In the Internet of things (IoT) (Hanes et al., 2018), not only computers like servers and clients but also millions of sensor and actuator devices are interconnected in networks. In the cloud computing model (Creeger, 2009), data collected by sensors is sent to servers and processed by application processes on the servers. Here, networks are congested to transmit the huge volume of sensor data and servers are also overloaded to process the sensor data in realtime manner. The FC (Fog Computing) model (Rahmani et al., 2018) is proposed to reduce the communication and processing traffic to handle sensor data in the IoT. In the FC model, processing modules, i.e. subprocesses of an application process are distributed to not only servers but also fog nodes. A fog node processes sensor data and sends the output data obtained by processing the data to another fog node. On receipt of output data from fog nodes, a fog node further processes the data and sends the processed output data to other fog nodes. Thus, since subprocesses are performed on not only servers but also fog nodes and only processed sensor data is transmitted in networks, the server and network traffic can be reduced.

Since the IoT is so scalable that millions of nodes are interconnected, it is critical to reduce the electric energy consumed by fog nodes and servers. The power consumption models of a computer are proposed to show the electric power [W] to be consumed by the computer to perform types of application processes (Dilawaer et al., 2018a; Dilawaer et al., 2018b; Enokido et al., 2010; Enokido et al., 2011; Enokido et al., 2014; Kataoka et al., 2017). In order to reduce the energy consumption and execution time of fog nodes and servers, the TBFC (Tree-Based FC) model (Oma et al., 2018a; Oma et al., 2018b; Oma et al., 2018d) is proposed. Here, an application process to handle sensor data is assumed to be linear, i.e. a sequence of subprocesses. Fog nodes are hierarchically structured in a height-balanced tree where a same subprocess is performed on fog nodes at each level. Nodes at a root level and a bottom level show a cluster of servers and edge nodes which communicate with sensors and actuators, respectively. Sensors first send data to edge nodes. Each edge node generates output data by processing the input data and sends the output data to a parent fog node (Oma et al., 2018a). Thus, each fog node receives input data from child nodes and sends processed output data to a parent node.

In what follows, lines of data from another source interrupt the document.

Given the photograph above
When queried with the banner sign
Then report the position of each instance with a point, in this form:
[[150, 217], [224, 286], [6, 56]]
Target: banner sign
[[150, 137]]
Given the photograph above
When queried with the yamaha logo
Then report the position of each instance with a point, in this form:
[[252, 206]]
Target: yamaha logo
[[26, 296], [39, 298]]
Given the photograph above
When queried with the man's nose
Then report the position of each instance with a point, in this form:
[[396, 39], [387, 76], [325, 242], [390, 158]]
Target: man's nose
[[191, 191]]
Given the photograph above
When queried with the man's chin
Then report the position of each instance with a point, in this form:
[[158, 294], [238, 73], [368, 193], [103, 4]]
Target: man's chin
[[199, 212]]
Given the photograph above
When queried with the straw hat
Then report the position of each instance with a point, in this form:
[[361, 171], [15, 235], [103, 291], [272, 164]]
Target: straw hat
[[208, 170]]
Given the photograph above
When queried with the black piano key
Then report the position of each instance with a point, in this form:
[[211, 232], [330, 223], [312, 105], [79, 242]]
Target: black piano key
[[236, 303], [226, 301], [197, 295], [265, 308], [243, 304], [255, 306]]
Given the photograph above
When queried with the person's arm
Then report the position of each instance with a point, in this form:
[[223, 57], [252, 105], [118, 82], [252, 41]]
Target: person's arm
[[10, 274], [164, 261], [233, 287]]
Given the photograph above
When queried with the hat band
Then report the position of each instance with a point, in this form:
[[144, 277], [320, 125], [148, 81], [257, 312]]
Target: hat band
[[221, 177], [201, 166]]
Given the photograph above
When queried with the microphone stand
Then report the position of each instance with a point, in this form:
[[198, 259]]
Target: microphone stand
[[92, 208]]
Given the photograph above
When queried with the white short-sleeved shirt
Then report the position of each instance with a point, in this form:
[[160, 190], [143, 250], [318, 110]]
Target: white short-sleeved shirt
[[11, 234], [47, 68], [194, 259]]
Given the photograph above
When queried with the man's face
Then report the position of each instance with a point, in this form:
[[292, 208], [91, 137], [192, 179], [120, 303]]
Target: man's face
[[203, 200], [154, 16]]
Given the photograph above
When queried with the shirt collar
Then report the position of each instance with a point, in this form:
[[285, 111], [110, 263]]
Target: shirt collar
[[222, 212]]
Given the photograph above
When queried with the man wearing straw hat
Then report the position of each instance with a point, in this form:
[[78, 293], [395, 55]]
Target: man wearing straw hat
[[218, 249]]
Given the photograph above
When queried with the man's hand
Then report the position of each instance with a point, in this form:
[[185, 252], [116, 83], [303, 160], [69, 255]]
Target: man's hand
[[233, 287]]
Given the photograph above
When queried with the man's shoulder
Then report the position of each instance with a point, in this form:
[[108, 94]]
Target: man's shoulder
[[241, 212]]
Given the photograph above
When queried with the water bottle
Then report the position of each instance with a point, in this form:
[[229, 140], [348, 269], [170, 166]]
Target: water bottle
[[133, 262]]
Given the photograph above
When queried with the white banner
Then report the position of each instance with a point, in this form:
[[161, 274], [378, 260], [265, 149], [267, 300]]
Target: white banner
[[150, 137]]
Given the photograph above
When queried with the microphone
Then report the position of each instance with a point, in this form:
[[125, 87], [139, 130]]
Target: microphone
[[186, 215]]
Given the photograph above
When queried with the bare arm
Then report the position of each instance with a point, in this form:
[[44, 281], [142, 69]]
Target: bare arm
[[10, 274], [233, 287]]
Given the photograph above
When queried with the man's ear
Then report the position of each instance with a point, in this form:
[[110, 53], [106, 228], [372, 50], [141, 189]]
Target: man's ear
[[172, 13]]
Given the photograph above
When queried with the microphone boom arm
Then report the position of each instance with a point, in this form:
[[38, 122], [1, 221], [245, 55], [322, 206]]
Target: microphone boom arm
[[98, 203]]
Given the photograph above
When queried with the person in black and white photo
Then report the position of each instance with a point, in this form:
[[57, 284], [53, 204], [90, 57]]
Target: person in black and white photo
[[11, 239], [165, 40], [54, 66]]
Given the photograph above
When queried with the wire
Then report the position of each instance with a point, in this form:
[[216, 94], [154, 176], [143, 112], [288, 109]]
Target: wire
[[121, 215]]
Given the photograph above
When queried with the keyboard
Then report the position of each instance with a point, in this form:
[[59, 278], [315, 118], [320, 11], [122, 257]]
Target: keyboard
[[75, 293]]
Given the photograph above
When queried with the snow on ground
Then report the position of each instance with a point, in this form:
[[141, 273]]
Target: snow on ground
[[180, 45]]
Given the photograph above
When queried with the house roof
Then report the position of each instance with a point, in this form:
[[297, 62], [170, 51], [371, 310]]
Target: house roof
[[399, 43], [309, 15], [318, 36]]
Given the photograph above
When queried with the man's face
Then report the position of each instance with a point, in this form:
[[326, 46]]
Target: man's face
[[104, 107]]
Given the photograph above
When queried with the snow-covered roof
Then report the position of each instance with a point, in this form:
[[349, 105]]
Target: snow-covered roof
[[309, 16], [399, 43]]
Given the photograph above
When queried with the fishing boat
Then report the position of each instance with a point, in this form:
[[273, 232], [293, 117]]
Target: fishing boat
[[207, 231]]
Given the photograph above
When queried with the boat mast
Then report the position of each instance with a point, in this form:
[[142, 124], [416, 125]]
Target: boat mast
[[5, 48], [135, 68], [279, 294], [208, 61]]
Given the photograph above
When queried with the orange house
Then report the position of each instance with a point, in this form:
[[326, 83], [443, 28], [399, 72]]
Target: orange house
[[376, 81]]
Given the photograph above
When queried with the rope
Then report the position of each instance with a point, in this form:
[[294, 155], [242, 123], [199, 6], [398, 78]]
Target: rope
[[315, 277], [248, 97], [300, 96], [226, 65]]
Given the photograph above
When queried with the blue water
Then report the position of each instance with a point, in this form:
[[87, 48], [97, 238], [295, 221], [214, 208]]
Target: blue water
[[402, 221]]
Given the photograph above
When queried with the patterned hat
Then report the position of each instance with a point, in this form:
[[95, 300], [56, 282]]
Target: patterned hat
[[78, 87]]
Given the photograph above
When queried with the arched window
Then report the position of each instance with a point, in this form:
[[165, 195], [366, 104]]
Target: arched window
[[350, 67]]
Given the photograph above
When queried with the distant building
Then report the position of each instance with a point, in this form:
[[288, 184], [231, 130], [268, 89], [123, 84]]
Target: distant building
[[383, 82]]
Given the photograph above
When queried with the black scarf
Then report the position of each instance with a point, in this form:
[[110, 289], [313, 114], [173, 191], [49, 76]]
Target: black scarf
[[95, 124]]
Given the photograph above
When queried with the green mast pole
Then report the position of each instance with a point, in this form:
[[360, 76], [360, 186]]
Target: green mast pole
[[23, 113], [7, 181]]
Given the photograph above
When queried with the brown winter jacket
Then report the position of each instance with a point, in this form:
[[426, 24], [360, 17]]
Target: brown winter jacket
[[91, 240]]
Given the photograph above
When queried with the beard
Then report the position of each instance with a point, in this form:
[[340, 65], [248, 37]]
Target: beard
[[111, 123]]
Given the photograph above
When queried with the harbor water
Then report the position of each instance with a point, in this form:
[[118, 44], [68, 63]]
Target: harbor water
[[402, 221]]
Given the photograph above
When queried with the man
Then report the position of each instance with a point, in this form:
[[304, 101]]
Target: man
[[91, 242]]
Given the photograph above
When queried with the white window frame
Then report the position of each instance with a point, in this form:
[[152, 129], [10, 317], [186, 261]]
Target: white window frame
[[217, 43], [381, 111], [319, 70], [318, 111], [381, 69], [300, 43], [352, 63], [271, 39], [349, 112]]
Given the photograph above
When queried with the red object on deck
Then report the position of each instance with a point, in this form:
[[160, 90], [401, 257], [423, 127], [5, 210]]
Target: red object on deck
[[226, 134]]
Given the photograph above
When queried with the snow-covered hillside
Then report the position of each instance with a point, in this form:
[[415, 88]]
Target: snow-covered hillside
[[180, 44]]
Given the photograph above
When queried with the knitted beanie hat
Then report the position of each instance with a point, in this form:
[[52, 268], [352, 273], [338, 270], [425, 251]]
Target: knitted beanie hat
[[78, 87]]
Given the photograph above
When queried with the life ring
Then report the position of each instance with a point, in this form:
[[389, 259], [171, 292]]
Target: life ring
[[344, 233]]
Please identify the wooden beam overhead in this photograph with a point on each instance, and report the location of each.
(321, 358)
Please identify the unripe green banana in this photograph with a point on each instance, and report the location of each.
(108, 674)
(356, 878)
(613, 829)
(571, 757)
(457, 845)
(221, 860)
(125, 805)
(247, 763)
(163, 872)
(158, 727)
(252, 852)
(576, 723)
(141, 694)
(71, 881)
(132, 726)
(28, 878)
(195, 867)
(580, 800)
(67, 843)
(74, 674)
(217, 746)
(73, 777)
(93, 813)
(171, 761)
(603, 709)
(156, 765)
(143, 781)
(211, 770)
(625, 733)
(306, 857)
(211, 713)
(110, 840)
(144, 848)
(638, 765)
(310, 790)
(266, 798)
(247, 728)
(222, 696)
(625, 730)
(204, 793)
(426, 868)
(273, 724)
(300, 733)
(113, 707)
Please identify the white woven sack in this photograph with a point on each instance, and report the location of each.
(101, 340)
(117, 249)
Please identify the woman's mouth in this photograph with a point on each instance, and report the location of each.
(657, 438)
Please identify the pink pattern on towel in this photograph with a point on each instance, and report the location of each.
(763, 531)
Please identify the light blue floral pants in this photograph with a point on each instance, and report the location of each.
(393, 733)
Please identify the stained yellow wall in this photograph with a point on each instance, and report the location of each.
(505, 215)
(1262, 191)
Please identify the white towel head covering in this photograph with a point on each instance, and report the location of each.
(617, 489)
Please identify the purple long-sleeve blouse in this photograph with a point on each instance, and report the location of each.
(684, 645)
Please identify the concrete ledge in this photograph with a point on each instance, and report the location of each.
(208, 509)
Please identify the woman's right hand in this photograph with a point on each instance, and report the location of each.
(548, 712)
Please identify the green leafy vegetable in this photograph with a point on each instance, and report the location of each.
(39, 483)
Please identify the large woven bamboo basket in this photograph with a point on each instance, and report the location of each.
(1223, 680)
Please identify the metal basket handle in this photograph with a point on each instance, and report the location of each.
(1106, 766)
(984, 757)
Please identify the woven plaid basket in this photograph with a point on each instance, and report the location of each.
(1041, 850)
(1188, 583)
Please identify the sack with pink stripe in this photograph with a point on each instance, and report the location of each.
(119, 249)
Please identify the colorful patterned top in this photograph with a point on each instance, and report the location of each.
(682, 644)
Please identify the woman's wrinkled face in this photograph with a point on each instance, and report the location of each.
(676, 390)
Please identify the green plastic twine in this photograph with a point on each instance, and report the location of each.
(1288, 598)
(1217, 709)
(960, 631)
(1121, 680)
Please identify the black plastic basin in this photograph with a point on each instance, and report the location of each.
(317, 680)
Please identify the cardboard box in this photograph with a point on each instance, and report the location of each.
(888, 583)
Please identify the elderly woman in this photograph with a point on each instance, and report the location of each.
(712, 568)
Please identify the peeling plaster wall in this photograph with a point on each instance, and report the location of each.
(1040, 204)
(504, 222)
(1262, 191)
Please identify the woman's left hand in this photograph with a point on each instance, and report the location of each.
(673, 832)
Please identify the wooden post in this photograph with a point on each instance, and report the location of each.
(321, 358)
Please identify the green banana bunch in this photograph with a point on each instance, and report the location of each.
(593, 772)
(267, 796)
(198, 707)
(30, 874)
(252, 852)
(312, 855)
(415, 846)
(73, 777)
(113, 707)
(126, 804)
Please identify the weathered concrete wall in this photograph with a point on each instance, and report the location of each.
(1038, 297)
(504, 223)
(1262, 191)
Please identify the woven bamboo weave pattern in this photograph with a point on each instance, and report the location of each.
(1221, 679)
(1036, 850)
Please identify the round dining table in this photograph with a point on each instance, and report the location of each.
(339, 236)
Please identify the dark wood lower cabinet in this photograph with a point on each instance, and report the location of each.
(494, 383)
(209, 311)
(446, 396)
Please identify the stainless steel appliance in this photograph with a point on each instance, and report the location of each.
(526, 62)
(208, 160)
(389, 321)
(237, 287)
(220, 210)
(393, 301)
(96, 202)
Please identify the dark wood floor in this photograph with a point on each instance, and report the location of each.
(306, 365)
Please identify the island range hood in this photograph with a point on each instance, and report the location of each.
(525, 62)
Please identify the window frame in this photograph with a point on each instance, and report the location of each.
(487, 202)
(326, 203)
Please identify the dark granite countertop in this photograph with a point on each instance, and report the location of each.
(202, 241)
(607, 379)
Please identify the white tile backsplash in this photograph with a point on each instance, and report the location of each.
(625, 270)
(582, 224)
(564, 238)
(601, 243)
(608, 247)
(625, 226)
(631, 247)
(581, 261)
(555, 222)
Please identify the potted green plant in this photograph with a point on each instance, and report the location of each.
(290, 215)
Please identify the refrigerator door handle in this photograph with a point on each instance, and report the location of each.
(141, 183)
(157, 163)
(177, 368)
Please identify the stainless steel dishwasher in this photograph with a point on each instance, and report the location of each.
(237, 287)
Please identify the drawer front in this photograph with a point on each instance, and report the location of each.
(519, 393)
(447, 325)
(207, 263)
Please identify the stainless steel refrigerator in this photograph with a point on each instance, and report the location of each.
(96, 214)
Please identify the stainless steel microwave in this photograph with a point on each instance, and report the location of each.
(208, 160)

In addition to energy-efficiently and performance-efficiently realizing the FC model, it is critical to make fog nodes tolerant of faults. In order to be tolerant of node stop-faults, the FTBFC (Fault-tolerant TBFC) (Oma et al., 2018c; Oma et al., 2019a) and MFTBFC (Modified FTBFC) (Oma et al., 2019b; Oma et al., 2019c) models and the subprocess transmission strategy (Oma et al., 2019c) are proposed.